И я позволила. Моя любовь, о которой я ей не переставая твердила, оказалась слабее её техник. Я не нашла нужных слов. Чили не прельстилась тем, что я предлагала ей, потому что стремилась к величию, которое ей пророчила Метресса. То, чего она по-настоящему желала, я никогда не смогла бы ей дать. В то же время, всё, чего желала я, было связано с ней.
Ничтожество.
Я раздирала ногтями грудь, будто желая добраться до сердца. Больно, больно, больно…
Ты никому не нужна.
Я обхватила голову, криком стараясь заглушить этот голос, но эта мысль пульсировала внутри черепа, потому что принадлежала мне, а не Чили. Это же было очевидно. Если бы Чили ушла, не попрощавшись, я поняла бы это так же отчётливо, как теперь, когда она мне это в лицо сказала.
Я рыдала, пока не обессилила. Когда же на следующий день нас с Имбирь нашли лежащими рядом, то мёртвой сочли именно меня: я была вся покрыта кровью и синяками, моё драгоценное платье было изодрано, а волосы выглядели ещё хуже, чем платье. Но когда сёстры поняли, что я жива… то решили это исправить.
Меня не стали ни о чём расспрашивать, а первым делом отвели к месту важнейших собраний — священной Иве. Там было людно. Я привыкла к тому, что под её сенью всегда вещала Мята, но на этот раз она молча стояла подле отшельницы, принадлежащей к избранному кругу — одной из тех, что допрашивали меня. Она провозглашала что-то вдохновенно, и хотя я не особо прислушивалась, по всему было понятно, что она станет новой Метрессой. Значимое событие для нашего клана, которое прошло мимо меня, хотя совершалось на моих глазах. Я была поглощена собственной трагедией, которую ничто не могло ни облегчить, ни усугубить. А то, что меня протолкнули в первые зрительские ряды, должно было подразумевать одно из двух.

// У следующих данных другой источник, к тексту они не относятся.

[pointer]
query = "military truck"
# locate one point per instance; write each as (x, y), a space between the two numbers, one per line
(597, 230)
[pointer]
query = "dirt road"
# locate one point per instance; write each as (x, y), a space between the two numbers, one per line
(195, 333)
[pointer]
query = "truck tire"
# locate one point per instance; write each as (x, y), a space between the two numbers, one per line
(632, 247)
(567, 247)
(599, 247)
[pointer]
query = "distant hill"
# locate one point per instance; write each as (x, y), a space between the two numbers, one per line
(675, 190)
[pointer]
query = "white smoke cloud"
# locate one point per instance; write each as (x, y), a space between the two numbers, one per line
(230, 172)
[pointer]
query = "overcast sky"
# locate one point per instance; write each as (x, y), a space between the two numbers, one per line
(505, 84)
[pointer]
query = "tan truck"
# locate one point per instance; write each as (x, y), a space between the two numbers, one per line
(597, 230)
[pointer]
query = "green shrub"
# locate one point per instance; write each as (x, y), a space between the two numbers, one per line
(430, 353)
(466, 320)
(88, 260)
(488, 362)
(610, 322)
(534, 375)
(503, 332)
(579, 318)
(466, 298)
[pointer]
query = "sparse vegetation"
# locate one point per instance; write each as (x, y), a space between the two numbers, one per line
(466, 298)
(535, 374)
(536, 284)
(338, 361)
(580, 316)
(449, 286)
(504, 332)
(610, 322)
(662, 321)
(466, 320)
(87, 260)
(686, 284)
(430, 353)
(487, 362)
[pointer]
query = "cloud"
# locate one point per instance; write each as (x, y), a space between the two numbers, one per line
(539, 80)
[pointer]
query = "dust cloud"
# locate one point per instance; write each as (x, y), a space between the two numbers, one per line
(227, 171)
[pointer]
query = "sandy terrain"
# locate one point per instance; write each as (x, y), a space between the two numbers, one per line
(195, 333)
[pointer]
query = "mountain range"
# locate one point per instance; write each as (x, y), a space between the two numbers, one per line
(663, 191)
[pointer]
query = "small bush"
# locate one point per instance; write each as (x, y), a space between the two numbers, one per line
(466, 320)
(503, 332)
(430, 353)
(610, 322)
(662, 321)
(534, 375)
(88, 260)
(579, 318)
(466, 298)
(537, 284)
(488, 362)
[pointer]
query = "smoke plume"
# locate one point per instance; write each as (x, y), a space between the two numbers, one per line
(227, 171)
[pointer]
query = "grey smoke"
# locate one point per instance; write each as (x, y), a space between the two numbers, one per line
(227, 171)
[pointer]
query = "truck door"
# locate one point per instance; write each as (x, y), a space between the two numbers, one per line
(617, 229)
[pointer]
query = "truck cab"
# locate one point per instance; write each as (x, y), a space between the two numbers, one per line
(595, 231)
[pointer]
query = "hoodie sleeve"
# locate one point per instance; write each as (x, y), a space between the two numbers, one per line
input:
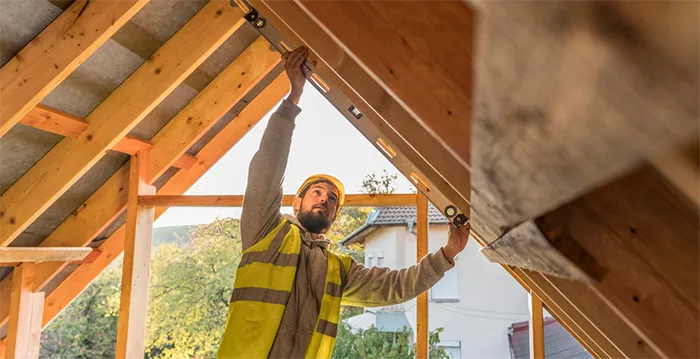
(375, 287)
(263, 195)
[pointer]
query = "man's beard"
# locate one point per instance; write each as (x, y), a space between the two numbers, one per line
(314, 223)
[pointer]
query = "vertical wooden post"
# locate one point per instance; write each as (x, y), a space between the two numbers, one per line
(137, 263)
(536, 328)
(422, 300)
(24, 328)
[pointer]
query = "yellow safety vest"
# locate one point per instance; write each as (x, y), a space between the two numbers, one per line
(263, 284)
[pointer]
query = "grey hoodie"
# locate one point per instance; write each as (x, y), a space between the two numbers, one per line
(364, 287)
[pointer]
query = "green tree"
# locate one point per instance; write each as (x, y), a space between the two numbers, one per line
(191, 286)
(87, 328)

— Могущества моей предшественницы, которую вы считали сильнейшей из нас, не хватило даже на то, чтобы помочь ей совладать с похотью! Кто будет сожалеть о ней? — повысила голос новоиспечённая Метресса. — Глядя на неё, некоторые из вас решили, что заветы Мудреца больше ничего не значат. Мужчина жил среди нас, конечно, это сбило вас с толку. Пример, который она вам подала, ещё долго будет будоражить умы, поэтому я подам вам другой пример. Дабы исправить ошибки прежней власти, я повелеваю очистить клан от последствий его присутствия здесь.
Женщина указала на меня веером, будто мечом, и вокруг стало шумно. Я повернула голову на смех: кто-то поддержал эту идею с особой радостью. Только тогда я заметила стоящую неподалеку Виолу. Она выглядела слишком довольной для той, кто носил в себе самые очевидные «последствия его присутствия».
— Мы так не договаривались, — послышался сдавленный голос наставницы. — Ты уже получила, что хотела. Не трогай её.
— Никакой жалости к отступницам, Мята, — ответила ей женщина. — Как наставница, ты должна поддержать меня.
— Вот именно, я была их наставницей. Это я одобрила эту связь. Так может, и меня казнишь?
— Нет, но не думай, что и тебе сойдёт это с рук. Ты больше не будешь никого воспитывать, — решила Метресса. — Я закрываю врата нашего мира до тех пор, пока он не очистится от скверны и не восстановит свою репутацию. Я выберу самых надёжных Дев и отправлю в святилища, чтобы сообщить жрицам о своём решении: отныне мы не берём новых учениц в наш клан.
— Мы должны воспитывать сирот. Иначе это то же попрание заветов.
— Не такое, как воспитание мужчин. — Метресса отмахнулась. — Я люблю тебя, Мята, и я тебя ценю. Но не оспаривай моих решений, иначе в избранном круге ты долго не пробудешь.
Но наставница не отступала.
— Взгляни на неё. Похоже, что её казнь станет торжеством справедливости? Позволь хотя бы её косе снова отрасти.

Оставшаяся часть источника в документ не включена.